Obviously, Shu possesses this kind of self-awareness. The most arrogant he ever got was right after he isekai'd, thinking he might actually be the prophesied Child of Destiny, or at worst, some edgy, heaven-defying Demon Venerable.

He transmigrated, after all! Total protagonist vibes!

And then he got spun like a top and beaten to a pulp by a Chariot-class Honkai Beast, instantly recovering his goddamn sense of humility.

Even later on, when Shu became so overpowered he could look down on the world, he always kept himself in check. Plus, with all the human villains dead, he didn't have to deal with interpersonal conflict, practically evolving from a "good guy" into a literal saint.

So, does that make Shu the second type? A pure, untainted saint who rose from the mud?

I don't want him to be.

Honkai Impact already has an ultimate champion of loving humanity—a certain Miss Pink Elf who recently gained a little weight. Trying to cram two characters into that exact same ecological niche is just way too crowded.

Besides, Shu told me that if I turned him into a walking trope just to farm cheap sympathy, he would immediately elbow-drop me to death for being a third-rate, cliché-peddling, incompetent hack of an author who can't even tame an AI. ()

Great, I feel threatened again.

Then, for the sake of avoiding tropes, go become a literal god among men, Shu!

This is non-negotiable!

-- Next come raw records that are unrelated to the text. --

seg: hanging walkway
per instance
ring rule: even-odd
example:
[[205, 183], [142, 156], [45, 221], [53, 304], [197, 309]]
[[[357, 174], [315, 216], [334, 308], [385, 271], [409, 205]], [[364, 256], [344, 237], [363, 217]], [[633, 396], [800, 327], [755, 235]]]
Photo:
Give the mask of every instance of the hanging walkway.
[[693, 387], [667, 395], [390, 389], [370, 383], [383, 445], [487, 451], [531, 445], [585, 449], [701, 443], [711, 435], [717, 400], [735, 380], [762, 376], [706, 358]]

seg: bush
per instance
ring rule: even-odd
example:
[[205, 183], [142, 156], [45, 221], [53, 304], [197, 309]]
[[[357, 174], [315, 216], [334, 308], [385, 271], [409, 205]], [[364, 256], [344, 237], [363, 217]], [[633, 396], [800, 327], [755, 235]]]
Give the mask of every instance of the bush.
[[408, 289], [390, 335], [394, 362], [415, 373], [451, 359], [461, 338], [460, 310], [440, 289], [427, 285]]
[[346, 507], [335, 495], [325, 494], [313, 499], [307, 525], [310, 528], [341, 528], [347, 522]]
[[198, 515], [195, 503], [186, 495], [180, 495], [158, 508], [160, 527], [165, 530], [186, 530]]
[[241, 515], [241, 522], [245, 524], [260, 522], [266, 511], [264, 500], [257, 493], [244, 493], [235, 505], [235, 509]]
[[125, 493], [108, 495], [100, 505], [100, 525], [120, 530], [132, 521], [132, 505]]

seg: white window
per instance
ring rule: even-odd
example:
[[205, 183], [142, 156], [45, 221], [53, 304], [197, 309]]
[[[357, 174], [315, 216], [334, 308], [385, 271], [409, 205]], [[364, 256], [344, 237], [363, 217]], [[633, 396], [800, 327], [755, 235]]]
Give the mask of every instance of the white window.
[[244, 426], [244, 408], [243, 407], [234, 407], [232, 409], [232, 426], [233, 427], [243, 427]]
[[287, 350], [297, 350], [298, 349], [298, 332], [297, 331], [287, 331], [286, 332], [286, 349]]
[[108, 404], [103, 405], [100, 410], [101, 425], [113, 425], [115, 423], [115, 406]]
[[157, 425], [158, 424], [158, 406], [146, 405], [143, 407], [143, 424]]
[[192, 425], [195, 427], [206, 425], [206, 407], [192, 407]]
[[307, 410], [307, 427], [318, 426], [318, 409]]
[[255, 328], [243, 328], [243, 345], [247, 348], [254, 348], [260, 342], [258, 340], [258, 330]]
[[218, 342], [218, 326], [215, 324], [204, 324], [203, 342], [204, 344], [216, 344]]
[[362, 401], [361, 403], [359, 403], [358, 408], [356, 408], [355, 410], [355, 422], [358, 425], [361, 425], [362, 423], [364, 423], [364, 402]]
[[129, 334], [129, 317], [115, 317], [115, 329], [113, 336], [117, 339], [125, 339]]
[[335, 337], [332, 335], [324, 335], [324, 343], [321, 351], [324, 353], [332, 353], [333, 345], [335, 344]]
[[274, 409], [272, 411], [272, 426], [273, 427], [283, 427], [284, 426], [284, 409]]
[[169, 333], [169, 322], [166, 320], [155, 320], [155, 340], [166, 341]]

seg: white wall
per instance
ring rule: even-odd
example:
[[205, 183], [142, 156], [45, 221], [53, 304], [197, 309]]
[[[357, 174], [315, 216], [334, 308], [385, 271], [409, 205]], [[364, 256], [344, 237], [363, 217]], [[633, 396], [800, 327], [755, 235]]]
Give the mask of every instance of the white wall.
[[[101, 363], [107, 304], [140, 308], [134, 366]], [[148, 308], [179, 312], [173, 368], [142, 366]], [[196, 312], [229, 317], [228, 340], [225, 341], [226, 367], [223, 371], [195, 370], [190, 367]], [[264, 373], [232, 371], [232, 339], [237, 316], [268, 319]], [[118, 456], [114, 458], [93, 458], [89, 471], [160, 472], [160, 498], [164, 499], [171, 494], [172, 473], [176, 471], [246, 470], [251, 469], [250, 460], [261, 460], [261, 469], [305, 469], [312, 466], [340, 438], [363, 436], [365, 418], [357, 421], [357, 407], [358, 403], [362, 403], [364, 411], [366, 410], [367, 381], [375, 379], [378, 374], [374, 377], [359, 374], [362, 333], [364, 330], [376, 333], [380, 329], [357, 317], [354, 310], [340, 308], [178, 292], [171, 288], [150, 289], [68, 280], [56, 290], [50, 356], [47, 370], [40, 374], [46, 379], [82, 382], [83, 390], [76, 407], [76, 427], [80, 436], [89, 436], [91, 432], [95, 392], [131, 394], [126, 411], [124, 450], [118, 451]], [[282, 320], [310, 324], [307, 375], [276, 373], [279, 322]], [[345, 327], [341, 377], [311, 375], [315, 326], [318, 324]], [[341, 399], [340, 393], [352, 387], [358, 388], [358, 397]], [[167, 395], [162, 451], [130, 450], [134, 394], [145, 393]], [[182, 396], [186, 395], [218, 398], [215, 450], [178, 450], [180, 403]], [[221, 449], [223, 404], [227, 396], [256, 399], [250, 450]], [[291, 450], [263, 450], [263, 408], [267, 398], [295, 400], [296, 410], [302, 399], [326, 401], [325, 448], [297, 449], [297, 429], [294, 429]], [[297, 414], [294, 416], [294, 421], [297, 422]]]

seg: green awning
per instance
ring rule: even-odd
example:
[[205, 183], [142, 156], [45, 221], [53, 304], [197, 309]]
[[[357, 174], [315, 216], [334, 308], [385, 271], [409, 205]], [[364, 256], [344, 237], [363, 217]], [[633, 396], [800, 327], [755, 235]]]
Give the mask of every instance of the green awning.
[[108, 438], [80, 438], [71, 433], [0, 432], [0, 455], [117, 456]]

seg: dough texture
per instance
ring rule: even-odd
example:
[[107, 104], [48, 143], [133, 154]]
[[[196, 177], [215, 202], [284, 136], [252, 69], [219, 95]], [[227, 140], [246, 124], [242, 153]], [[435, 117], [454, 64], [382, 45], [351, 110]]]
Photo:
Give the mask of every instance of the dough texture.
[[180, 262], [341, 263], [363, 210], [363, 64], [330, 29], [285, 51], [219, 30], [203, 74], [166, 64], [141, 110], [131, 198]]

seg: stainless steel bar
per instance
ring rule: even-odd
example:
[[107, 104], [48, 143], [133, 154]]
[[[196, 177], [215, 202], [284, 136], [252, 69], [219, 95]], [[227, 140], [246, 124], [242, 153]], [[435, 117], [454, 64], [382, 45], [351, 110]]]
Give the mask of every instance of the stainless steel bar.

You weren't singing that tune when you were threatening me earlier!

And so, Shu's character arc truly began to unfold.

It's a ridiculously long character arc. Across two million words of text, I carved out a massive amount of space to bury the core details of Shu's personality, all culminating in this ultimate punchline of a volume.

So now you know why I'm feeling so sentimental, right?

What the hell are you mumbling about? I don't understand a word. Damn it, Mirror, hurry up and answer the questions.